Bacterial cells were removed from the plate surface using a sterile cotton or polyester fiber swab that had been moistened with Tris–EDTA (TE) buffer (10 mM Tris and 1 mM EDTA [pH 8.0], made in-house). The cells were then transferred to tubes (Falcon 2057, 12 × 75 mm; Becton Dickinson, Franklin Lakes, NJ) containing 2 mL of TE buffer. The concentration of each cell suspension was adjusted to a turbidity reading of 0.40–0.45 on a Dade Microscan Turbidity Meter (Siemens Healthcare Diagnostics, Deerfield, IL). This value corresponds to an optical density value of 0.9–1.0 measured at a wavelength of 610 nm with a spectrophotometer (Shimadzu, Kyoto, Japan) and transmittance values of approximately 17–18% when using a Vitek colorimeter (BioMérieux, Durham, NC). A 400 μL aliquot of each adjusted cell suspension was transferred to a sterile microcentrifuge tube containing 20 μL of a 20 mg/mL stock solution (in TE buffer) of lysozyme (item no. L7651; Sigma-Aldrich, St. Louis, MO). The lysozyme and cell suspension solution was manually mixed by gently tapping the capped tube against the bench top or fingers and then incubated in a 56°C water bath for 10–15 minutes. Following lysozyme incubation, a 20 μL aliquot of Proteinase K (20 mg/mL stock; Amresco, Solon, OH; Invitrogen, Carlsbad, CA) was added and mixed gently. Plugs were cast by mixing each cell suspension with 400 μL of molten 1% SeaKem Gold agarose (Lonza, Walkersville, MD) and 1% sodium dodecyl sulfate (Roche Diagnostics, Indianapolis, IN) solution that had been equilibrated for 15 minutes in a 54–56°C water bath.
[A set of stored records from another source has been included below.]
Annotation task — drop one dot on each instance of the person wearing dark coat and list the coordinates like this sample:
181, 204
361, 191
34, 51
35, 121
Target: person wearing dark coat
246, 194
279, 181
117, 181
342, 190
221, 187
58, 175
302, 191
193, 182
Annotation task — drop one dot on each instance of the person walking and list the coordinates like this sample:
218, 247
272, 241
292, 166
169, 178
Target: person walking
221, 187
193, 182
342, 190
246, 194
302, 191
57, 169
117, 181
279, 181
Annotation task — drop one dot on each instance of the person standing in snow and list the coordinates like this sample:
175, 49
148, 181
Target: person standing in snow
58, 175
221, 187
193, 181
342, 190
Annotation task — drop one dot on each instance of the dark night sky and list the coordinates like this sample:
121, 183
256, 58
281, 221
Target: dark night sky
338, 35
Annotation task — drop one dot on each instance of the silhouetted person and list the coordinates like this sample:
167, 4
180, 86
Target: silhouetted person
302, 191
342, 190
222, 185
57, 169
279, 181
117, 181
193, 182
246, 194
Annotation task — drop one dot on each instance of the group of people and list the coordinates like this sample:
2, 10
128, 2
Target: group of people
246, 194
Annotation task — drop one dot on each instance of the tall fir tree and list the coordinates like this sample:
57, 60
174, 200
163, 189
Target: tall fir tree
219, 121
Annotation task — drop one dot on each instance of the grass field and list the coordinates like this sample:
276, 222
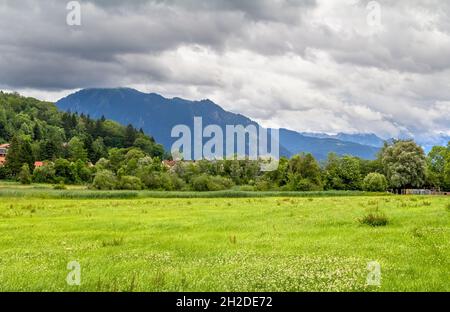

The mixture was immediately dispensed into two to three wells of a reusable or disposable PFGE plug mold (Bio-Rad, Hercules, CA). The resulting plugs were allowed to solidify at room temperature for 5–10 minutes and then transferred to 50-mL centrifuge tubes for subsequent lysis and plug-washing steps as described (Ribot et al., 2006). The plugs were subjected to restriction enzyme digestion or stored in TE buffer at 4°C until needed. Subsequent procedural steps, including enzyme digestions, electrophoresis conditions, and image acquisition, remained unchanged (Graves and Swaminathan, 2001), except for the reduction in the concentration of ApaI restriction endonuclease from 200 to 50 U per plug slice.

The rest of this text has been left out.